Colorectal cancer is a leading cause of cancer deaths, and both genetics and environmental factors influence colorectal cancer risk. In cancer tissues, a specific genetic variant is linked to higher levels of Fusobacterium nucleatum, a bacterium that can promote colorectal cancer growth and resistance to anti-cancer therapy, new research has shown.

The findings, published in Cell Host & Microbe, suggest that genetic factors can influence tumor-associated microbes, offering insights into colorectal cancer progression and potential therapeutic targets.

Previous studies indicate that certain bacteria, including Fusobacterium nucleatum, are more abundant in tumor tissues and can promote cancer growth. While a person’s genetics is known to affect the gut microbiota, its impact on tumor-associated bacteria in colorectal cancer is not well understood.

Researchers led by Jing Yu at Sun Yat-sen University in Guangzhou, China, analyzed tumor and adjacent normal tissues from 243 people with colorectal cancer to investigate the relationship between human genetic variants and the presence of specific bacteria in tumors.

Genetic associations

Certain variants were linked to the abundance of bacteria such as Fusobacterium, Parvimonas and Streptococcus in tumor tissues. In particular, the variant rs2355016, located in the KCNJ11 gene, was associated with higher levels of Fusobacterium and poor clinical outcomes, including larger and more aggressive tumors.

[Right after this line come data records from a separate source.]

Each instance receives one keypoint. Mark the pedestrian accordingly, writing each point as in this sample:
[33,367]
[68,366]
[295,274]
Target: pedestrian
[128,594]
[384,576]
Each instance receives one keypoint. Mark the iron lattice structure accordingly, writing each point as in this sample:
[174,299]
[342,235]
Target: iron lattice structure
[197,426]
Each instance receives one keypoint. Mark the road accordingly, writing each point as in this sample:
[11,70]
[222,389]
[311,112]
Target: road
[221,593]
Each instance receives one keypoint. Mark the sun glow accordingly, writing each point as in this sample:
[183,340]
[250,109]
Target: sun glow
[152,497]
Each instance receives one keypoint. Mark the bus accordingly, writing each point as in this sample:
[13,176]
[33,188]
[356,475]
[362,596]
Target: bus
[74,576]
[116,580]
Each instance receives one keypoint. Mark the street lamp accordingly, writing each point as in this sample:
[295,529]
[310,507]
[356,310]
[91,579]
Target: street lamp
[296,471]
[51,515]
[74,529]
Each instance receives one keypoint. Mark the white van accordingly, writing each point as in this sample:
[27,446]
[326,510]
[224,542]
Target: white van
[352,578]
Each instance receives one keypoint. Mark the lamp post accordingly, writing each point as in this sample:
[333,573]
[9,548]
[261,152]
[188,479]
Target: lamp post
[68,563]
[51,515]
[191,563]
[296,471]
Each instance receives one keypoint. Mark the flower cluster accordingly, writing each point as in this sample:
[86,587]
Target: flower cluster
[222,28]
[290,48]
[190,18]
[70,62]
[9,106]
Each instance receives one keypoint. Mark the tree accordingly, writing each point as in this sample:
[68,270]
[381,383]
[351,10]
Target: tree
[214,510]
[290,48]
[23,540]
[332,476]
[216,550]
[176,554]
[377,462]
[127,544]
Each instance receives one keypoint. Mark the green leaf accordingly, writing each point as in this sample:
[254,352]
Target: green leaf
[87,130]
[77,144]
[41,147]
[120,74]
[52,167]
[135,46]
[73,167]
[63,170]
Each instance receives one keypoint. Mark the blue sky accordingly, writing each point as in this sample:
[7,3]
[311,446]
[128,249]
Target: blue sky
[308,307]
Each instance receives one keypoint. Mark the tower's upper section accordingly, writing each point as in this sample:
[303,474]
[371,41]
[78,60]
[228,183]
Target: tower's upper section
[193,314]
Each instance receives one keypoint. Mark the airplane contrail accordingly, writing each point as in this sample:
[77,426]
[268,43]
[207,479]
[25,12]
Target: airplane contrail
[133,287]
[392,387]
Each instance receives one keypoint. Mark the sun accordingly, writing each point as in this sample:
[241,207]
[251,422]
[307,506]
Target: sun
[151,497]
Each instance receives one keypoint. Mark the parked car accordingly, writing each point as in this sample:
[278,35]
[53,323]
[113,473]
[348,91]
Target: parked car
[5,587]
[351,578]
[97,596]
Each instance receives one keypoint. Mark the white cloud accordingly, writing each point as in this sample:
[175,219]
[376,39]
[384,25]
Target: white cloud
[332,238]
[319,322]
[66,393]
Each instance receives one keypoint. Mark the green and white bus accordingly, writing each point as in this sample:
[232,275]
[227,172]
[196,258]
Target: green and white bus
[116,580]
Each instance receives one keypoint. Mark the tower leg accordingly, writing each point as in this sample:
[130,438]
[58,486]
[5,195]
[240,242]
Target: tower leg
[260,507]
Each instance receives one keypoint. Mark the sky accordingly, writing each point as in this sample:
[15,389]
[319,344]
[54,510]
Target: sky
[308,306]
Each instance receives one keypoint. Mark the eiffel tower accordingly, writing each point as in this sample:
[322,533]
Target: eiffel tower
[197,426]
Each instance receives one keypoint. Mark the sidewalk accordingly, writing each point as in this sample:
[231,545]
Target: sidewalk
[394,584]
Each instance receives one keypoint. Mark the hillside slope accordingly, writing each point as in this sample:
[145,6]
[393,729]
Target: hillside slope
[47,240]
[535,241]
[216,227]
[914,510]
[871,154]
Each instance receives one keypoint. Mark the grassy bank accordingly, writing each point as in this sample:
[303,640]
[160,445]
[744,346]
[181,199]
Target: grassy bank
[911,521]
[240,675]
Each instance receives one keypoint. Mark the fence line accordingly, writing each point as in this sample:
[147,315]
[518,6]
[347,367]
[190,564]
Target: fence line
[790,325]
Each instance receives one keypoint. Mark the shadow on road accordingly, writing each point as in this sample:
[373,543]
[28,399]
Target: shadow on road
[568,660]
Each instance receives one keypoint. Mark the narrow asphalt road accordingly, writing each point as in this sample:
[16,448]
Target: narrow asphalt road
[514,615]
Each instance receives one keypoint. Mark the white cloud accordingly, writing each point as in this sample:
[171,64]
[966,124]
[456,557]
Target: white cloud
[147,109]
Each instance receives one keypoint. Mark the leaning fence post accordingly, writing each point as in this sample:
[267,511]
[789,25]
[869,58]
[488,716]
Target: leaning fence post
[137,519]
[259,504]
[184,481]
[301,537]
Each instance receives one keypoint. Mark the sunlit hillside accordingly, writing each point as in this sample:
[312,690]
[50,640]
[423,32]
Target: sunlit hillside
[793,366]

Fusobacterium nucleatum was the most common species of Fusobacterium in colorectal cancer tumors, and its abundance was linked to the variant rs2355016. Patients with this variant had higher levels of F. nucleatum, which were associated with tumor size. 

The researchers also found that this genetic variant led to lower expression of the KCNJ11 gene in tumor cells, which in turn increased the binding of F. nucleatum to the cells, promoting tumor growth. 

Boosting tumor-associated bacteria

Reducing the expression of the KCNJ11 gene in mouse models of colorectal cancer increased the growth of tumors and the presence of F. nucleatum in tumor tissues. Downregulating KCNJ11 also boosted the expression of a molecule on the surface of tumor cells that facilitated the binding of F. nucleatum to these cells.

The findings suggest that the role of KCNJ11 in regulating tumor progression can be influenced by a person’s genetics and tumor-associated microbes, the researchers say. However, they add, the exact mechanisms and the generalizability of the findings across different populations require further research.

“This study also deepens our understanding of the complex nature of host-microbiota interactions and provides insights into the role of intratumoral microbiota in other cancers,” the authors say.